The Buddhist chapel room in Shimane Kaikan, which just opened in September, contains a large framed work of calligraphy 抜苦与楽 that reads bakku yoraku: “remove suffering, impart ease.” This four-character Buddhist phrase sums up the purpose of the more than seven thousand volumes of sermons that Sakyamuni Buddha delivered during his time on earth.
No one was born or lives in order to suffer. Everyone wants to be rid of suffering, to lighten their heavy load and attain ease. Politics, economics, science, medicine, ethics, morals, sports, and every other human endeavor exist for the purpose of easing suffering and making it go away. Some people, unable to escape their suffering no matter how they try, decide they would be better off dead. In recent years the number of people who take their own life has shot up, making suicide an urgent social problem. Even they act out of a strong desire to be free of suffering.
Why are we born into this world, why do we live? What all people strive for, morning to night, is bakku yoraku; this is indeed the ultimate purpos of everyone’s life. Physical suffering can be relieved through treatment in a hospital, but the suffering that Buddhism removes is not physical. It is what Rennyo, in one of his letters, calls “karmic hindrance through the Three Worlds.” This is what causes each of us to suffer throughout what Buddhism calls the Three Worlds of past, present, and future? in other words, the world before each of us was born human, the present world we live in now, and the future world that comes after death.
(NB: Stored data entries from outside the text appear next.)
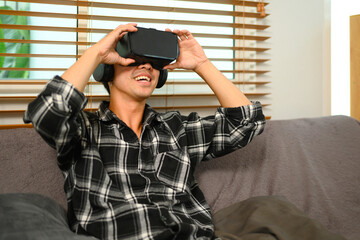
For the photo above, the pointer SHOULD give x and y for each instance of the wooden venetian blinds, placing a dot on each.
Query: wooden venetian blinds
(42, 38)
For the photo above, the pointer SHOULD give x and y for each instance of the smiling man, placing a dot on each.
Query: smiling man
(128, 169)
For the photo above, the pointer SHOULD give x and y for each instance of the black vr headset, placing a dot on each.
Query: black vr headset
(152, 46)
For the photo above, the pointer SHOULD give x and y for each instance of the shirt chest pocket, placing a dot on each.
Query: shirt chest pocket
(173, 168)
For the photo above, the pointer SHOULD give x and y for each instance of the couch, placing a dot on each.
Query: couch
(312, 162)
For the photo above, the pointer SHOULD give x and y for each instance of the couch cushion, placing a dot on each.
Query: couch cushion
(32, 216)
(28, 165)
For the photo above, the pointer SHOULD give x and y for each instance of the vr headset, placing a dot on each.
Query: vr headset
(159, 48)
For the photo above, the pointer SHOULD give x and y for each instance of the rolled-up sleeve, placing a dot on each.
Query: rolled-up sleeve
(229, 129)
(54, 114)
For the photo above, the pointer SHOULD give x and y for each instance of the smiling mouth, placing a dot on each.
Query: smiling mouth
(143, 79)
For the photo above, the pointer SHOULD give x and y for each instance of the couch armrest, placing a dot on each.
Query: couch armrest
(313, 162)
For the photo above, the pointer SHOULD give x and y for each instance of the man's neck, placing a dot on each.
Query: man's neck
(130, 112)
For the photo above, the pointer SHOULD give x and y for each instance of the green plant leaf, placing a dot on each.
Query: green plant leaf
(2, 47)
(21, 62)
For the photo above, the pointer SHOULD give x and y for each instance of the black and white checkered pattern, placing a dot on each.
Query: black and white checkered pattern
(121, 187)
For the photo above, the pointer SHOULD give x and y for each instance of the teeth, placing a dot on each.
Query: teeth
(142, 78)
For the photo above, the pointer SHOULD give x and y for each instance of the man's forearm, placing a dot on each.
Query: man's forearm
(226, 92)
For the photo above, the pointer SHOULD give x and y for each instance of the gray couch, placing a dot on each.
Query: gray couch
(314, 163)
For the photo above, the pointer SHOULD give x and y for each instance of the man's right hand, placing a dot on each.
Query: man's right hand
(106, 46)
(102, 52)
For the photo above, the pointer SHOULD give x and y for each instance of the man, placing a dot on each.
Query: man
(128, 169)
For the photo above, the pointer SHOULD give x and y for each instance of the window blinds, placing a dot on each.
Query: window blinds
(40, 39)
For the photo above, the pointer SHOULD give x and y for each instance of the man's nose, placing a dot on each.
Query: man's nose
(147, 66)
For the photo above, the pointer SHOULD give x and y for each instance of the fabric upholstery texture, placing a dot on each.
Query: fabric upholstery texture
(313, 162)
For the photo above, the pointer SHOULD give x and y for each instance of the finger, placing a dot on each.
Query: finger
(171, 66)
(182, 37)
(187, 34)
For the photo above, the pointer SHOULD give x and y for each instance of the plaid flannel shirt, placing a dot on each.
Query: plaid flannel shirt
(121, 187)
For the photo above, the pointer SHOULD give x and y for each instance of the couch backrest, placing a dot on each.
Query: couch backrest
(28, 165)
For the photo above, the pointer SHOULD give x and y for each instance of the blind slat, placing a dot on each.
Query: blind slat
(169, 82)
(64, 69)
(131, 19)
(232, 2)
(105, 31)
(148, 8)
(104, 97)
(77, 56)
(255, 49)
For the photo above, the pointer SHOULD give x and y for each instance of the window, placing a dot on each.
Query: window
(51, 35)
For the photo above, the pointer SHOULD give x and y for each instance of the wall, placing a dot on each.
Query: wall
(300, 58)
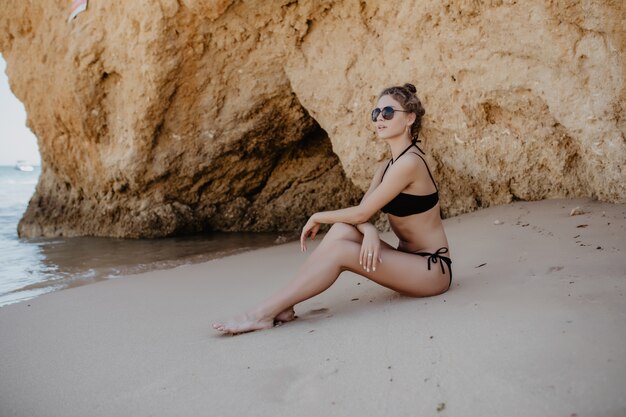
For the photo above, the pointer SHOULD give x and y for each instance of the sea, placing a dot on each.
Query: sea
(32, 267)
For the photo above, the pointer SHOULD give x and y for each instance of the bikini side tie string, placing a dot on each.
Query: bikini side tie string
(435, 257)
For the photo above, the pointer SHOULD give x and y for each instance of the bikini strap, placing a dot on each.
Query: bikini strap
(415, 142)
(436, 257)
(428, 169)
(388, 163)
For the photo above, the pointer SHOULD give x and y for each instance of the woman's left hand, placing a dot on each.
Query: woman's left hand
(310, 228)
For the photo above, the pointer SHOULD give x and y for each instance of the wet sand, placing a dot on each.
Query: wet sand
(532, 326)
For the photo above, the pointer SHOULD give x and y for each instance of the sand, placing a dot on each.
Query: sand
(534, 325)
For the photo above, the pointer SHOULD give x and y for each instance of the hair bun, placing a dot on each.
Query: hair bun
(410, 87)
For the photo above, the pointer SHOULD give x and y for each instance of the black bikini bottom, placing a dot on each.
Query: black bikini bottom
(436, 257)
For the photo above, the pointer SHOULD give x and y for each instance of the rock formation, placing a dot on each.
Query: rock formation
(168, 117)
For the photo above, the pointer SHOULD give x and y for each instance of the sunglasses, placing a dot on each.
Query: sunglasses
(387, 113)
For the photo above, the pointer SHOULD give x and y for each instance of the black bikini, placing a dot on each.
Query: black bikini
(405, 204)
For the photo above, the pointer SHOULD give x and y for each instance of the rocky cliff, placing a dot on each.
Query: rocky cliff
(175, 116)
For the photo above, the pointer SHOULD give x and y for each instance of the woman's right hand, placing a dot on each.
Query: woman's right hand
(370, 250)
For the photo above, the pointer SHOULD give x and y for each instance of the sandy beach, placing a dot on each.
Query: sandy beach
(532, 326)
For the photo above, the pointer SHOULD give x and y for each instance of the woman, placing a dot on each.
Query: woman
(404, 189)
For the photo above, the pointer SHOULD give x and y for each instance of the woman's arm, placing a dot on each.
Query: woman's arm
(403, 173)
(397, 179)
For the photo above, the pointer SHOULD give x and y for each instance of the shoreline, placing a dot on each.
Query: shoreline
(532, 326)
(108, 261)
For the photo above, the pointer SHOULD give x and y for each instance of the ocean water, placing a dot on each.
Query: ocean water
(31, 267)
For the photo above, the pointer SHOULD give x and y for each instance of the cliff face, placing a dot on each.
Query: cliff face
(180, 116)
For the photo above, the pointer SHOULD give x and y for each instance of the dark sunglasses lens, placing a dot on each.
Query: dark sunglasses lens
(388, 113)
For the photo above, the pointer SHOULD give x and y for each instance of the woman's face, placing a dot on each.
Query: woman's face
(395, 127)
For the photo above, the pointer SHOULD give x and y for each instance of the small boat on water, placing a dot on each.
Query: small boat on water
(24, 166)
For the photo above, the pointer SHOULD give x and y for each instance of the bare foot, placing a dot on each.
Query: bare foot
(286, 315)
(245, 323)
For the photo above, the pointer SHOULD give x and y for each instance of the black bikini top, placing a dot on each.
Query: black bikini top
(406, 204)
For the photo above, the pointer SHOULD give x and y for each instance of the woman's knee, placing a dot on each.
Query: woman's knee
(343, 231)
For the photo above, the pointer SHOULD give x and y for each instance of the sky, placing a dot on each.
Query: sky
(17, 142)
Without last year, there could be no this year. Even if you have forgotten what happened around this time last year, it did happen. The past leads to the present and the present connects on into the future. For us, who tend to forget even what we ate yesterday, remembering the world of the past before we were born human is a clear impossibility; nevertheless, Buddhism teaches the solemn reality of the Three Worlds. And Buddhism proclaims that karmic hindrance, which causes suffering throughout the Three Worlds of past, present, and future, is the source of all pain and suffering.
Physical suffering ends in a century or so, but “karmic hindrance through the Three Worlds” is an illness of our eternal life, one that causes suffering before we were born, now, and even after we die. In The Letters, Master Rennyo also calls this “the dreadful disease of darkness of mind and karmic hindrances that has continued without beginning.” When in an ichinen (an irreducibly tiny fraction of time), we receive the Name created by Amida Buddha, “Namu Amida Butsu,” our dreadful disease of darkness of mind and karmic hindrance is healed and we are saved into absolute happiness, a realm of happiness that differs in dimension from relief from physical pain. This is what it means to “impart ease.”
The great virtue of “Namu Amida Butsu” is transferred in an ichinen to us sentient beings when we rely on Amida. Therefore the karmic hindrance of the Three Worlds of past, present and future instantly vanishes and we are established in the stage of those who are truly settled, or the stage equal to perfect enlightenment. (The Letters, Fascicle Five, Letter Six)
Buddhist teaching removes the karmic hindrance of the Three Worlds, which is the root of all suffering, and imparts absolute happiness that is unending and changeless in this world and the next.